A matemática avençada é prima próxima da má engenharia. A que se indispõe nos cálculos e arrepia caminho a estruturas que tremem ao primeiro abalo sísmico, podendo desabar como sinal da inépcia dos seus autores. A culpa sobrará sempre para o sismo, não para quem não soube acautelar as suas consequências. São terríveis, as consequências da matemática avençada. Se a audiência estiver distraída, ou se for suficientemente amestrada, não será muito diferente de ir a uma feira e comprar ao feirante bem-falante e espalha-brasas mercadoria que, saber-se-á pouco depois, é contrafação. Talvez as pessoas se satisfaçam com contrafação. Estão no seu legítimo direito. Não se estranhe a confusão entre matemática avançada e matemática avençada. Não saberão distingui-las. A matemática oferecida pelos regentes será tomada como matemática avançada. Nem que seja a prova irrefutável do atraso que se condensa na urdidura do tempo, contra a anestesia dos súbditos.

Como ser acrítico faz escola – nada melhor do que a bovinidade instalada para não haver questionamentos incómodos –, a matemática avençada não é entendida como tal.

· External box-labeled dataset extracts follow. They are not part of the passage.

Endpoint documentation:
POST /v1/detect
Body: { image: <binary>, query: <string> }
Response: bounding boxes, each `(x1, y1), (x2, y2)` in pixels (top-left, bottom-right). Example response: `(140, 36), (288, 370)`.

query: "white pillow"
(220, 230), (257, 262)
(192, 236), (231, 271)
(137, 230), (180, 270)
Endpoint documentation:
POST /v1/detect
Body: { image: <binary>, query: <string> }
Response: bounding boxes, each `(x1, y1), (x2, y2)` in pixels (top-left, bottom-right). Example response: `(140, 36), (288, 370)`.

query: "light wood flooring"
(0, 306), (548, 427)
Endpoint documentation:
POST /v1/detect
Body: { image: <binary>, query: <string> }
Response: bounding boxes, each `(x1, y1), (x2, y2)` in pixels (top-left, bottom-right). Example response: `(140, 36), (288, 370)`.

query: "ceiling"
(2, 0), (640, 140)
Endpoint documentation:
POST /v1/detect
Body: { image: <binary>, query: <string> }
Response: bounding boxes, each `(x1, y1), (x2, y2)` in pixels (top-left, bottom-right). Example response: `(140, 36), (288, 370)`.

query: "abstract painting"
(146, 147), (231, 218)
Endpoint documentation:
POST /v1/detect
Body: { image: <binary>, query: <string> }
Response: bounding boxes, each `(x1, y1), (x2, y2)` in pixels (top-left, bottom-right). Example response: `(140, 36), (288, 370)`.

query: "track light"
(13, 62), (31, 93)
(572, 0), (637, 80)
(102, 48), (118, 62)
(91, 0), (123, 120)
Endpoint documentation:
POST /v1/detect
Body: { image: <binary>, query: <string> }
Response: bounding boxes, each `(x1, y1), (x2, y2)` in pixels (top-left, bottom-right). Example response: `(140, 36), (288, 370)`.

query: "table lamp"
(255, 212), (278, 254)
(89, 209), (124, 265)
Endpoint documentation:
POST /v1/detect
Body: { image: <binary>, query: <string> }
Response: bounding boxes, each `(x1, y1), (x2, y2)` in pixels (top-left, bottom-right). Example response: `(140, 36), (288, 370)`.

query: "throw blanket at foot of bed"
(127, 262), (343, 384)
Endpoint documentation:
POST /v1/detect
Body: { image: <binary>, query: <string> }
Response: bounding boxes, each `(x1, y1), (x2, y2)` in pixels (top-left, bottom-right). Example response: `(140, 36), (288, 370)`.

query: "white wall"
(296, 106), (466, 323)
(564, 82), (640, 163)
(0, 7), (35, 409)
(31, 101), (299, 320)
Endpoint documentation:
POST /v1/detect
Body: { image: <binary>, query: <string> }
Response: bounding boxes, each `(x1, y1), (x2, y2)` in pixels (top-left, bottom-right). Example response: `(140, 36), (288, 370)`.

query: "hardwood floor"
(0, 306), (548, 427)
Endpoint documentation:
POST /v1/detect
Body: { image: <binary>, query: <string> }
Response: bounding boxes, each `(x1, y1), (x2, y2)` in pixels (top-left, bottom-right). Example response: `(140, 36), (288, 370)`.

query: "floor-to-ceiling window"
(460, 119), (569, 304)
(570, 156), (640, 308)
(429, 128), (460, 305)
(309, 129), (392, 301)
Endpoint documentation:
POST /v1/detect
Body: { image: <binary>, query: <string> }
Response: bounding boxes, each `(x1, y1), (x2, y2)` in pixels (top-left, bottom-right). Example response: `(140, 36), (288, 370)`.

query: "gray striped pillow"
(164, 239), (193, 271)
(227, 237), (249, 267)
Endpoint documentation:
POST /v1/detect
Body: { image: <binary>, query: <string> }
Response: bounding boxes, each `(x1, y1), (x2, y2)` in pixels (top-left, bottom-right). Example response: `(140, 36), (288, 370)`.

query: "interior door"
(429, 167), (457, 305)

São uns lampejos acendidos pelos números que interessam, sem procurar indagar se outros números não servem de contraditório. O que conta é o primeiro número servido pelos néones dos cartazes que encimam praças e rotundas. O número que interessa servir no prato arrefecido da população diligentemente hibernada. Mas os regentes anunciam, pomposamente, que já não trazemos à lapela a mácula da iliteracia. Eles precisam de anunciar uma realidade que seria desmentida se a matemática não fosse avençada. Sobrevivem porque constroem cenários idílicos, sem correspondência com o chão que pisamos.

O grande logro espalha-se de uma extremidade à outra do lugar. Um vírus silencioso que deixa os desatentos observadores na posição de seguidores acríticos do estado de coisas que os compromete a arrastarem-se num atraso irremediável. Com o beneplácito de quem aplaude estruturalmente regentes desta cepa.